We consolidated concepts in other solutions including digital feedback where students can review projects and learn about different ongoing community endeavors to join as well as the newsletter idea of recognition and impact where youth can see the impact they make in their community and publicize their efforts through posting.
Why this solution?
Before designing, we began analyzing the UI of different networking platforms (Handshake, Facebook, Twitter, Tinder, LinkedIn, Instagram), identifying patterns and features of different sites to incorporate into our own app design, focusing on a more appealing aesthetic, casual yet professional, user experience targetted at a young audience.
Onboarding experiences should remain short and easy to complete (allow for skipping questions, indicate progress, have pre-made options to select, collect personalized interests)
Include filters for searching for projects to match users (including by interest, organization, time span, distance, school, and more)
Allow for customization of project and member pages
Allow for organizations to connect with peers and peers to connect with other peers and groups
Incorporate heavy use of visuals into the design, especially with one's feed
Before diving into high-fidelity mockups, I designed wireframes for the different pages of the platform to understand the overarching user flow and start to fill in detailed aspects of the experience.
I helped conduct user testing sessions where we received feedback from youth participating in YMCA programs regarding our wireframes, allowing us to iterate for future prototypes. The feedback we received included:
Better align project categories with primary youth interests so we created a survey to determine popular topics for youth
Allow for youth to post updates about projects and be motivated by viewing others' project updates
Allow for youth to find organizations and peers based on distance
Adding chatting features where peers can speak to members of projects before joining and creating project groups
Include public or private components to one's profile
This step proved to be really difficult because it was our first time interviewing younger students and there were obstacles with waivers as well as finding students that were incentivized enough to agree to an interview. We also discovered the gained insight from youth from surveys was very beneficial.
Design Style Guide
To determine the visual language of app, we began by exploring existing color palettes for children’s applications. Most of the existing platforms are targeted for more serious professional connections and lack a fun exploration element. We wanted our platform to exude friendliness, where anyone can easily find others so wanted to use bright colors and organic shapes.
I found creating a design system to be an exciting experience because in the past for companies I've followed their existing brand guidelines and visual language. Creating a strict style guide also allowed for our designs to appear cohesive.
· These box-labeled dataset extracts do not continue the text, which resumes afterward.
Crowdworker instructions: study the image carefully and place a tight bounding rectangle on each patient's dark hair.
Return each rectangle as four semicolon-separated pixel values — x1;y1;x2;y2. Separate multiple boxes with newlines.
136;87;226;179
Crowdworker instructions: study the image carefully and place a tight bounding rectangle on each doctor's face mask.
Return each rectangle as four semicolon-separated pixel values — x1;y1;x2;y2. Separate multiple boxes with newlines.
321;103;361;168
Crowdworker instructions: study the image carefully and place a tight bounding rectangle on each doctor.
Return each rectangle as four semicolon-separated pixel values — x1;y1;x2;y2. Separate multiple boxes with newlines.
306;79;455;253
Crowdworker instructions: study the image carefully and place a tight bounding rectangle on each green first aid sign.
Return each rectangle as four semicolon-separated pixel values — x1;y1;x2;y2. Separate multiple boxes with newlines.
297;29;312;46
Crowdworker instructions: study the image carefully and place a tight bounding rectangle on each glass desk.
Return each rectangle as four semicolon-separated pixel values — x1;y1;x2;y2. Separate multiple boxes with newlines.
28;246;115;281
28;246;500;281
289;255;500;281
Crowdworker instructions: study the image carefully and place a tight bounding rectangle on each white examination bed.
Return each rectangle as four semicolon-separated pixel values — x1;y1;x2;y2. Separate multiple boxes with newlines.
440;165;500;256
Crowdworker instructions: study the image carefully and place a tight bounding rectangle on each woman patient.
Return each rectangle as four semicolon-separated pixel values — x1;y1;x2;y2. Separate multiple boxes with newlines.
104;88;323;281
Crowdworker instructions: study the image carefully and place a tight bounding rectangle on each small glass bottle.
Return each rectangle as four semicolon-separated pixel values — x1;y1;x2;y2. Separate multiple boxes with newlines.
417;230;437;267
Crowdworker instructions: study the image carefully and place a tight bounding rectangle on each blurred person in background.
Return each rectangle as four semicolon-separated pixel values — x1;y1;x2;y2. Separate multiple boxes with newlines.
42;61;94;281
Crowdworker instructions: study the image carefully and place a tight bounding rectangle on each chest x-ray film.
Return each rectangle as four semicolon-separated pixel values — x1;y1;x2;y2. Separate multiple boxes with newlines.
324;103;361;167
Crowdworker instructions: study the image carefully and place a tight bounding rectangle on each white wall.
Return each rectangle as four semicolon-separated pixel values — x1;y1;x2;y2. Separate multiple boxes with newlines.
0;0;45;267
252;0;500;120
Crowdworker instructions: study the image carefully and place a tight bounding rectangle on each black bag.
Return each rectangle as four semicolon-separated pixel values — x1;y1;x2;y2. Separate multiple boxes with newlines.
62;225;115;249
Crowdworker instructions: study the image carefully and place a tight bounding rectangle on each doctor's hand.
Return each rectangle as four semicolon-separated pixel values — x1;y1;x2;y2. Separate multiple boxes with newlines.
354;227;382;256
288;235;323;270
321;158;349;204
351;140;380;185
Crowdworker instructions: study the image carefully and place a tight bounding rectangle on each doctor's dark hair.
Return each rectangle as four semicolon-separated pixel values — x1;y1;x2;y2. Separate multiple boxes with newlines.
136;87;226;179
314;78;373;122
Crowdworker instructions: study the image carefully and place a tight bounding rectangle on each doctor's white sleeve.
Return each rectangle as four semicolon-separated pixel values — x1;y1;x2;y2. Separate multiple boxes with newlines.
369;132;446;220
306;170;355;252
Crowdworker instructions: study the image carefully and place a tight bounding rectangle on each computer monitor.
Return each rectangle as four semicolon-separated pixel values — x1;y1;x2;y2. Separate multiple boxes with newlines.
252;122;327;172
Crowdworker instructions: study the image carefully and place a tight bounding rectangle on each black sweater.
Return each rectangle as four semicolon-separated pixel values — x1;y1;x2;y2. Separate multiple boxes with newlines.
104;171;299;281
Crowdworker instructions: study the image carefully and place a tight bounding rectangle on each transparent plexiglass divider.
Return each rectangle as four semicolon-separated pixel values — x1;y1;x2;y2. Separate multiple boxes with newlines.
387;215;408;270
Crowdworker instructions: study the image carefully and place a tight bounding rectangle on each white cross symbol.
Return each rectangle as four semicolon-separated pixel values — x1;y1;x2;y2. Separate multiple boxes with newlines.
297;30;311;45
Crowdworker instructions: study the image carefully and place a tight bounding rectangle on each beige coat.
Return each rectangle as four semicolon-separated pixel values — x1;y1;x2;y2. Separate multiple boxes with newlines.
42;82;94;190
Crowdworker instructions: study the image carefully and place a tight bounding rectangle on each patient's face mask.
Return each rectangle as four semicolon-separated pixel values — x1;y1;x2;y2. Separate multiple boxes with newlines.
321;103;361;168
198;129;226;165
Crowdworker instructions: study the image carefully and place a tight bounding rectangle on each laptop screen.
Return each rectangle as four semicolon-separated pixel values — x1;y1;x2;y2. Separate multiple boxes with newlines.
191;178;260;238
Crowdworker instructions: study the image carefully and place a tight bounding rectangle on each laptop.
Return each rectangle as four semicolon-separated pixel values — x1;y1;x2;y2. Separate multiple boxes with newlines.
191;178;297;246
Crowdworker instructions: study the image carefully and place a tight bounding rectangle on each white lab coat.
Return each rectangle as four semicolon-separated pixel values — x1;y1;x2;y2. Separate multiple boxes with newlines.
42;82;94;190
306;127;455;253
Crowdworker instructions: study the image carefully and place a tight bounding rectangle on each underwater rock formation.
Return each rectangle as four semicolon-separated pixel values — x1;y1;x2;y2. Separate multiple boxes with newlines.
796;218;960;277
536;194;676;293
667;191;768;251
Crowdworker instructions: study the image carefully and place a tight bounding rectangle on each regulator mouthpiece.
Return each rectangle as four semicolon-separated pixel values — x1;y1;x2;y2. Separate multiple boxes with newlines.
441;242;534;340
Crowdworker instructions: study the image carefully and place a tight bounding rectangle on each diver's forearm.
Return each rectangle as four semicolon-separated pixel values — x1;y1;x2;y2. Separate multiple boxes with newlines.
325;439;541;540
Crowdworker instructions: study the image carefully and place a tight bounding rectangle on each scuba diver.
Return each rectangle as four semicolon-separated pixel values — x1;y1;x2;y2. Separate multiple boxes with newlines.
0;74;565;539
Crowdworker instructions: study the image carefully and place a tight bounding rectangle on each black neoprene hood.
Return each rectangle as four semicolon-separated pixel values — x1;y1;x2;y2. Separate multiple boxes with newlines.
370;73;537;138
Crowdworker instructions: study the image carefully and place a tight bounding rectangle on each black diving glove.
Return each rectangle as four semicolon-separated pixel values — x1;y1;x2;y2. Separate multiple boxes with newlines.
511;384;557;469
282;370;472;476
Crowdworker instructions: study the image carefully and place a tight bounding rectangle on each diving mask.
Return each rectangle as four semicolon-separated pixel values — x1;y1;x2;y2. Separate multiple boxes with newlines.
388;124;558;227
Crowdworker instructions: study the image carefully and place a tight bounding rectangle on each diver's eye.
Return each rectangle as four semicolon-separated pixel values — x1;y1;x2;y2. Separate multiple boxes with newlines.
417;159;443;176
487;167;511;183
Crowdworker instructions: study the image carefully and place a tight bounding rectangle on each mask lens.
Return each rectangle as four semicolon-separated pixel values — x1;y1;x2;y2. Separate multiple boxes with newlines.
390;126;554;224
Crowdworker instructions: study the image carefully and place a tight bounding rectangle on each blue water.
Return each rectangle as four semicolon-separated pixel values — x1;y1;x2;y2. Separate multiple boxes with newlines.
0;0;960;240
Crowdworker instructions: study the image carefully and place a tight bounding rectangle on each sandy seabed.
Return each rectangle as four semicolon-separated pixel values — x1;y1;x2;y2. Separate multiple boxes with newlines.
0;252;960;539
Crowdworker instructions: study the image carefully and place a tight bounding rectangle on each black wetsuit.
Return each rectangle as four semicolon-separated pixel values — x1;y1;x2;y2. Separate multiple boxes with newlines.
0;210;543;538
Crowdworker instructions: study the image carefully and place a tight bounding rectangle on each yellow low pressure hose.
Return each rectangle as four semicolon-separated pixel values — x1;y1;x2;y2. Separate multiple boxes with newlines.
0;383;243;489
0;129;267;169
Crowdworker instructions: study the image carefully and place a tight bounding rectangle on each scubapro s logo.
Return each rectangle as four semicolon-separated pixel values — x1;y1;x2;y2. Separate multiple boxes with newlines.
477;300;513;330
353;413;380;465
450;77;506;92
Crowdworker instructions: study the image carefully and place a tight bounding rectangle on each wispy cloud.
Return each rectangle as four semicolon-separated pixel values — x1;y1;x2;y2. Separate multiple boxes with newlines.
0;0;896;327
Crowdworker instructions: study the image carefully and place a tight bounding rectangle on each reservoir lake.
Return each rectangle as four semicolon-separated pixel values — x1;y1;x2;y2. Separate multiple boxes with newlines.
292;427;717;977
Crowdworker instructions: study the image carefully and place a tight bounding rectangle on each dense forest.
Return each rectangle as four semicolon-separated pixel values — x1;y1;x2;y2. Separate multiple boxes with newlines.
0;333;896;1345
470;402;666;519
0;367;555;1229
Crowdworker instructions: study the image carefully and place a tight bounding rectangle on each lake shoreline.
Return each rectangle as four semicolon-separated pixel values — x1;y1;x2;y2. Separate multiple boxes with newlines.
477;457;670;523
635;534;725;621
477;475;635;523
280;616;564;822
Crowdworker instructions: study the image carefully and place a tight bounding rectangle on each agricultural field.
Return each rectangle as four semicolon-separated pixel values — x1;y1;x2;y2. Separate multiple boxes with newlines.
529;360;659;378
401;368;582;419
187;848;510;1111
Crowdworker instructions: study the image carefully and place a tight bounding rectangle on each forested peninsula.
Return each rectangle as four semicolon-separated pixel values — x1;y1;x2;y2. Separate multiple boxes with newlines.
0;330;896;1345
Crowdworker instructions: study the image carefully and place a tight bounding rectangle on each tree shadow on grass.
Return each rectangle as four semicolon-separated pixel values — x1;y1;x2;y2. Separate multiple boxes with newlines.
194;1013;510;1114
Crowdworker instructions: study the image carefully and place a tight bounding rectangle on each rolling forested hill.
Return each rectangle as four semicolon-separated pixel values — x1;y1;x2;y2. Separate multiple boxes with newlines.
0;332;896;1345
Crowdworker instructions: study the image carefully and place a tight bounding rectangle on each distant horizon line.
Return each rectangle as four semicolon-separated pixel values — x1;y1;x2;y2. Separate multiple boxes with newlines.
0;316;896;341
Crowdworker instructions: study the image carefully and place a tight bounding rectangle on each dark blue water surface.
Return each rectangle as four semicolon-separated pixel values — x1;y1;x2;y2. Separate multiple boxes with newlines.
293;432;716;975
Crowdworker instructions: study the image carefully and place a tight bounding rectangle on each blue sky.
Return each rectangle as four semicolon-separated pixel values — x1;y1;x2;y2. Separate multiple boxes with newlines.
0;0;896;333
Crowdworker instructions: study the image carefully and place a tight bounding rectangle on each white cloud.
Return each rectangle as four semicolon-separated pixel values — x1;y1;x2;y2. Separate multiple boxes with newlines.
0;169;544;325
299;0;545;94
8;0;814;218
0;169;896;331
Quick, short process to create a basic profile for the user, allowing them to pick their interests for project matching purposes (most other questions are optional). Their interests are also displayed on their profile in order to facilitate peer to peer relationships and can be edited later on their profiles.
Explore & Join Projects
Based on the user's interests, appropriate projects are recommended on the project page, and can also be filtered by the user. Each project and organization also have detailed pages for users to read about members, description, and logistical information (skills needed, community partner, founding date and location).
Connect with Peers & Orgs
Users can connect with peers who have similar interests or are working on projects they wish to learn more about as well as organizations they might want to launch projects with or be a member of. Chat features allow easy communication between project groups and organizations.
See Your Impact
The home feed will display project updates for youth to see the effect their project, and others, on the community, inspiring and motivating each other. Features like saving, commenting, and liking encourage positive feedback for their hard work. Youth are also able to easily launch projects.
Launch a project Process
Full Prototype Walkthrough (with audio)
“Counter[s] performative activism that's prevalent on social media by providing a place for people to funnel their energy and passion to make real change.”
YMCA Student 8th Grade
“I would actually like to use this app. It’s so hard to find projects and opportunities for younger students.”
Youth in Government Student 7th grade
“This seems like a great way to meet new people in the community and gain connections”
YMCA Student Ambassador 8th grade
Measures of Success
Conduct more user testing for our final prototype with target students
Develop a functional prototype through programming
Discuss implementation guide details with YMCA staff members
Number of users and connections
How many peers, professionals and mentors have we connected?
Number of projects launched
How many new projects have been initiated to improve the community?
Impact of Application
Meaningfulness of projects and networking is determined through surveys and feedback from users
Undergraduate Grant Application
This semester, I applied for an undergraduate grant to continue developing this project to fruition. This entails iterating on the prototype by interviewing more students to validate design concepts and conducting user testing to validate design decisions while compensating research participants. I also plan to conduct more interviews with YMCA coordinators for feasibility and implementation and program a final functional application to present to the organization.
Through this project, I appreciated being able to collaborate and lead a team comprised of students from different majors and backgrounds. All of us were able to bring varying perspectives (whether Cog Sci, business, CS, art or design) to each discussion and certain skillsets. I gained experience with delegating tasks according to what people were interested in learning. I was also able to facilitate regular communication between my team members, National YMCA directors, and National DFA studio leads to coordinate regular feedback meetings and reflection sessions which reinforced my belief in beneficial critiques from stakeholders. We presented our final project to the National YMCA at the end of the semester and received overwhelmingly positive feedback from the directors.
I consistently struggled to find users for user research which made me realize how difficult it is to conduct research without personal leads or through a company. It taught me persistence as we cold-emailed over 30 YMCA branches around the country to get in contact with directors of youth programming. I even attempted to contact numerous branches near my hometown to create personal connections and asked for referrals from other directors or students. Although in the end, the interviews we received were comprehensive, allowing us to synthesize and generalize issues across community organizations. It was extremely gratifying to see that students wanted and said they would benefit from an app like this.